This uses the security command line tool to read the system.install.software rule in the authorization database replace the value of the group setting with the group wheel and write it back again. All users are in the wheel group and this will not interrupt the builtin Apple install mechanisms nor those used by configuration management.
For situations where full administrative access is actually the least privilege required, time limited privilege elevation can be granted using the Privileges.app from https://github.com/SAP/macOS-enterprise-privileges The installer for Privileges.app is available in the campus configuration management system. Read the documentation for setup as there are several options.
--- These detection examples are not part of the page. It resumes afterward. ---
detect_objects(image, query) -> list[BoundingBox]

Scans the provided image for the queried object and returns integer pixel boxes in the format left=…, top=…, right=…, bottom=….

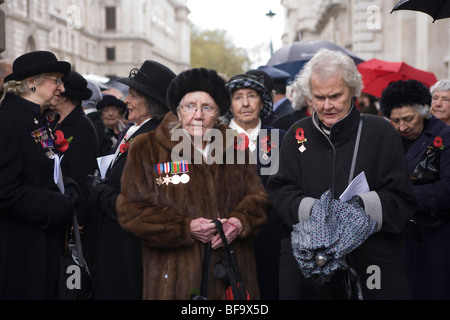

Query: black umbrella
left=267, top=41, right=364, bottom=81
left=391, top=0, right=450, bottom=22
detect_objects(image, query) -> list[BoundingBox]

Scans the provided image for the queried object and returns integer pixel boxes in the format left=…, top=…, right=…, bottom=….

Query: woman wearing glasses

When an Apple device is enrolled into the campus configuration management system (Jamf Pro) a software inventory is automatically collected and updated on a daily basis. Some policies also update the device inventory after running. To force the inventory to update use the jamf command line tool in Terminal.app to run: /usr/local/bin/jamf recon
This control is met by installing and patching modern web browsers such as Safari or Google Chrome since these browser vendors have built in safeguards against known bad browsing sites.
Deny Application Execution
Use the Jamf Pro Restricted Software feature to set restrictions on applications that are not allowed to run by the process name. Using the process name means that moving or renaming the app will not circumvent the control. In Jamf under the Computers tab, click on Restricted Software in the side bar and add a new restriction. Here we will restrict the Chess.app game from running.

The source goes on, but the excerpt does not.